A student who has finished both first-year courses can take CPSC210, but not yet CPSC213. One assertion can pin the answer down exactly:

typescript
test("a student who finished first year can take CPSC210", () => {
    const student: Student = { id: "s1", completed: ["CPSC110", "CPSC121"] };
    expect(eligibleSections(catalogue, student)).to.deep.equal([{ id: "CPSC210", prerequisite: ["CPSC110"] }]);
});

This is correct and complete. But consider what it tells you when it fails. The report says only that one array did not deeply equal another, and leaves you to compare them by eye. Did the function return undefined? An array of the wrong length? The right length but the wrong section? The right section with the wrong prerequisites recorded? Every one of those faults produces the same shape of message.

Now write the same expectation as a sequence of assertions, ordered from the most general to the most specific:

typescript
test("a student who finished first year can take CPSC210", () => {
    const student: Student = { id: "s1", completed: ["CPSC110", "CPSC121"] };
    const result = eligibleSections(catalogue, student);

    expect(result).to.exist;                              // not null or undefined
    expect(result).to.be.an("array");                     // the right kind of value
    expect(result).to.have.length(1);                     // the right number of sections
    expect(result.map(s => s.id)).to.include("CPSC210");  // the section we expect
    expect(result).to.deep.equal([{ id: "CPSC210", prerequisite: ["CPSC110"] }]); // exactly right
});

Only the last assertion is strictly necessary: if it passes, every assertion above it must have passed too. Their value is in what they report when something is wrong. Each kind of fault now trips a different, earlier assertion, and the first failure names the problem:

text
expected undefined to exist                       // returned nothing
expected [ … ] to have a length of 1 but got 2    // returned too many sections
expected [ 'CPSC213' ] to include 'CPSC210'       // returned the wrong section

Only a result that exists, is an array of the right length, and contains the expected id, yet still differs somewhere in its contents, survives to the final deep.equal. Ordering matters: with the general checks first, the earliest failure is always the most fundamental one, and you learn the kind of mistake before its details.

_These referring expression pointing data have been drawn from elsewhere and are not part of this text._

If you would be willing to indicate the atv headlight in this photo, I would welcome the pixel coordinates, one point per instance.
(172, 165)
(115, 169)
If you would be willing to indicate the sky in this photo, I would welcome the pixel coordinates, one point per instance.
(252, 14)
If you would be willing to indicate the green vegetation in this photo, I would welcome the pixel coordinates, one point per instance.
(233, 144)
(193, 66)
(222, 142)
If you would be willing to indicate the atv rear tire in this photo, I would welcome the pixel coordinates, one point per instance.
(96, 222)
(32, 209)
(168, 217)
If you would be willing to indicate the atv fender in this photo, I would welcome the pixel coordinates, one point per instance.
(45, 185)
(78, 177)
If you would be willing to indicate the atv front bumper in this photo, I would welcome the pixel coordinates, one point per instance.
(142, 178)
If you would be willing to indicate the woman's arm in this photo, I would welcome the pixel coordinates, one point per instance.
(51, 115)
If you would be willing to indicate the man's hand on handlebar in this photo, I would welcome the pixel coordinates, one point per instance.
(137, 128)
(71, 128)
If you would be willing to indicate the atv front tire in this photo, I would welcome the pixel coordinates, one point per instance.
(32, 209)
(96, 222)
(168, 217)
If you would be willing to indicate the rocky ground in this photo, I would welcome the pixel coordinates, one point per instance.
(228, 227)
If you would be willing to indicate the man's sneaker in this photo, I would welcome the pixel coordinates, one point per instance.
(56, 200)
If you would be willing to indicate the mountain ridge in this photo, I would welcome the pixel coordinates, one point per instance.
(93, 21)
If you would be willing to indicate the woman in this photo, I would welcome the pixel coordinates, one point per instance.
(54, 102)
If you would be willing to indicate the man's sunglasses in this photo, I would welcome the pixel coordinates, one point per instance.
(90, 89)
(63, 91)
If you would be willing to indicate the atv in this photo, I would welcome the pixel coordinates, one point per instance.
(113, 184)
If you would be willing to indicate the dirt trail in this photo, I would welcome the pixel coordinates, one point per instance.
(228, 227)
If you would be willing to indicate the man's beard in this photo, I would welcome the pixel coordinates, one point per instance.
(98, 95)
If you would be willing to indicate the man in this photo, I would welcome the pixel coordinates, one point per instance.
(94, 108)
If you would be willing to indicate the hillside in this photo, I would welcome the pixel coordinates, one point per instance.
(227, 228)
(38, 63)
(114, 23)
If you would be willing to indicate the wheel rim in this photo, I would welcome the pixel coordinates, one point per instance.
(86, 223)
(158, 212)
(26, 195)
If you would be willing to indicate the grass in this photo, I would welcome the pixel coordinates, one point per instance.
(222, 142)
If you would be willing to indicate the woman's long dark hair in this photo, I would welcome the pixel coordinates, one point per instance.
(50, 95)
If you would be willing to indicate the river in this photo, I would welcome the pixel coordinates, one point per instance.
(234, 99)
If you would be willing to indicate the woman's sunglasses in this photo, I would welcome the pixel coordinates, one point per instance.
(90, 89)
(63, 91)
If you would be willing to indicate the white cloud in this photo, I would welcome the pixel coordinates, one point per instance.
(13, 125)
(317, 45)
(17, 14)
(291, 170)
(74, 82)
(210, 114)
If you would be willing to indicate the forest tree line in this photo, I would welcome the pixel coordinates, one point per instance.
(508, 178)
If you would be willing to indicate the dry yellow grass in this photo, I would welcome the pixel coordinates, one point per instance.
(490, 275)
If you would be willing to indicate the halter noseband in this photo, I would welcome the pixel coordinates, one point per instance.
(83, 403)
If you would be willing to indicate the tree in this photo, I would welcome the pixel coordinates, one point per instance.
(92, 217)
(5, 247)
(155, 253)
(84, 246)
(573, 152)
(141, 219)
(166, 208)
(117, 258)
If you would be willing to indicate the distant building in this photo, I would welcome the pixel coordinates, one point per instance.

This is not a licence to attach five assertions to every test. Most tests need only one, and the study above found that most have exactly one; redundant checks clutter a test without adding meaning. Layering is worthwhile when a value is structured enough that a bare equality failure would be hard to read, or when a function makes several independent guarantees worth confirming separately. The aim is not more assertions but more informative ones. Specifically for this example, it would be easy to skip the assertion checking that the value existed, and the one performing the map operation.

Partitioning Inputs and Outputs

Choosing what to assert is one half of test design; choosing the inputs is the other. Part 1 divided a function's input space into equivalence classes, groups the specification treats alike, and tested one representative of each, looking hardest at the boundaries between classes. Those techniques carry over unchanged. Two things grow once a function's inputs and outputs are richer than a single number: the input classes are defined over combinations of fields rather than ranges, and the output deserves partitioning of its own.

For the rest of the chapter we move to a video streaming service, which gives us a function whose input and output are both worth partitioning.

As a streaming service, I want to show each viewer only the titles they can play right now, so that no one is offered something they cannot watch.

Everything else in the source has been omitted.